Note how Neo thinks he has dreamt when his mouth is closed and the bug (an electrical item that morphs into a scorpion called a sentinel) is inserted through his belly button. Later in the car, Trinity uses a machine to detect and suck out the bug. "Jesus Christ, that thing's real!" exclaims Neo

Morpheus says to Neo that he must feel like Alice, "tumbling down a rabbit hole".

Morpheus understands that Neo wants to know something that is not right with the world. Neo knows this is the Matrix. It is everywhere, at work, when you pay taxes. The Matrix is the bondage, that Neo is slave.

"The Matrix is everywhere. It is all around us. It is here in this very room.......It is a prison for your mind. No-one can be told what the Matrix is. You have to see it for yourself"

Neo is offered the blue pill or the red pill. The blue pill will allow him to wake in bed, the red continues his journey to what Morpheus terms 'Wonderland'. He takes the red.

The graphics are cutting edge for late 1990s: a mirror is presented as a liquid that changes from a cracked into a perfect reflection.

Morpheus asks Neo if he has had a dream that he was so sure was real. "What if you were unable to wake from that dream. How would you know the difference between the dream world and the real world."

After going through the supernatural tank treatment, Neo wakes. "Am I dead." He asks. "Far from it," is the reply from Cypher, "welcome to the real world."

Neo ends up in white space, in the middle of a computer program called the Construct - the loading program. Anything can be loaded, from clothing to equipment. "This isn't real" he says. Morpheus queries what is real. If it is what you can sense (smell, hear, touch) , "it is just electrical signals interpreted by your brain."

The world as Neo knew exists now only as a 'neural interactive simulation' that we call the Matrix. Neo had been living in a dream world and is now in a world that exists today. He shows Neo the 'real world', in one scene describing it as 'the desert of the real' in a clear reference to Baudrillard.

The Matrix is a "computer generated dream world built to keep us under control" says Morpheus.

"As long as the Matrix exists, man will never be free." After the first man who had the opportunity to change the Matrix died, the Oracle prophesied his return and the destruction of the Matrix. Morpheus and others have spent their lives searching for him. He now believes the moment has come, the one has returned. (Some obvious illusion to Jesus Christ here).

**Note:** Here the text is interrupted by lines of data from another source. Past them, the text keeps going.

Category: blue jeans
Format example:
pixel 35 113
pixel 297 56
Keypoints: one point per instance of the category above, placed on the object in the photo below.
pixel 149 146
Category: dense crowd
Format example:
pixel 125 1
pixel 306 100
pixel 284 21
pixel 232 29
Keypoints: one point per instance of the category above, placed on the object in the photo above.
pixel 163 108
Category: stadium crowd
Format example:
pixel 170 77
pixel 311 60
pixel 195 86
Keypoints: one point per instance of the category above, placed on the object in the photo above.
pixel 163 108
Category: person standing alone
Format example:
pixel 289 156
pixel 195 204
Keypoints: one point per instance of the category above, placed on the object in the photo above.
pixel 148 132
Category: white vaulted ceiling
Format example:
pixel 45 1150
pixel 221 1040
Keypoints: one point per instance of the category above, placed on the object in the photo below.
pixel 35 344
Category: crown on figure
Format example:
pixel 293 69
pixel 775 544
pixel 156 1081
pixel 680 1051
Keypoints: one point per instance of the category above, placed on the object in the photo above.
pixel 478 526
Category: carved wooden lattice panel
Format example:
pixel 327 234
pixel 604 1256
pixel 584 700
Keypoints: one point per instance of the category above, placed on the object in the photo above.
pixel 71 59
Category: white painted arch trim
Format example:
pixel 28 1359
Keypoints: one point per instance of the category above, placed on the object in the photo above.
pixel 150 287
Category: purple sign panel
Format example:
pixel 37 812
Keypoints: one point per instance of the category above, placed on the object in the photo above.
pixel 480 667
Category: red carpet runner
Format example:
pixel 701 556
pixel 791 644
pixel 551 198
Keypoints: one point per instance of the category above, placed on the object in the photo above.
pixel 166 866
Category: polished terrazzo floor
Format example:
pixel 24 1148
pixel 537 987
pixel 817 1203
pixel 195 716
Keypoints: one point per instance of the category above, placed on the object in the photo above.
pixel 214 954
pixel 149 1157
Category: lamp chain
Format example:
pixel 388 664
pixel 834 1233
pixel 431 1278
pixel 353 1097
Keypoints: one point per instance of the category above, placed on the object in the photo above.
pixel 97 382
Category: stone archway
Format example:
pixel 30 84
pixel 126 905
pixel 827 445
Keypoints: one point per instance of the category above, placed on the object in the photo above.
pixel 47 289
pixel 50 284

Each of the crew of Morpheus' ship has a dual existence: one on the ship, the other when they go to 'other side'.

Cypher betrays the team and in a raid, Morpheus is captured by the Matrix agents. There is a dilemma that the agents can hack into Morpheus and obtain the computer code required to enter the city of Zion where remaining humans live. But the agents have a problem. "Never send a human to do a machine's job" says agent Smith.

The movie becomes more violent as Neo decides to ignore the prophesy from the Oracle that he would be faced with a choice between his own life or Morpheus's, and 'goes back' to rescue him. Cue some gunfights with the agents, again using some cutting edge special effects (e.g. walking up a wall).

After several more fights with agents, it eventually becomes clear that Neo is the one. He kills Agent Smith by entering him. He saves the ship and destroys the Matrix.

It is a slightly crazy story; a mixture of hero thriller, sci-fi, special effects, and even a hint of a love story as Trinity is clearly smitten by Neo. The special effects are spectacular; there are several examples of people (mainly Neo in fight scenes) flying through the air, doubtless a first in cinematic history. The plot owes much to the Baudrillard theories of simulation and simulacra (the book is used to hide a key early in the movie) as Neo fights to understand what is real and what is not, torn between his origins and what Morpheus describes as the real world. That is the subplot; the violence between humans and the agents the more visible manifestation.
 
However, the movie is one important sense removed from Baudrillard's thesis. The Matrix splits the real and virtual worlds very literally - Neo and his colleagues in Morpheus' team have dual existences on earth and in the spaceship, and Cypher at one point turns on his friends in a desperate attempt to 'go back' to being human - but Baudrillard makes no such clear distinction. His 'hyperreality' is exactly that the reality is the imagery and symbols that surround us. They are 'more real than the real', they replace the reality they purport to stand for, the symbols are the reality.There is no distinction between the real and non real world according to Baudrillard, so the movie, by making such a distinction, has a very different premise.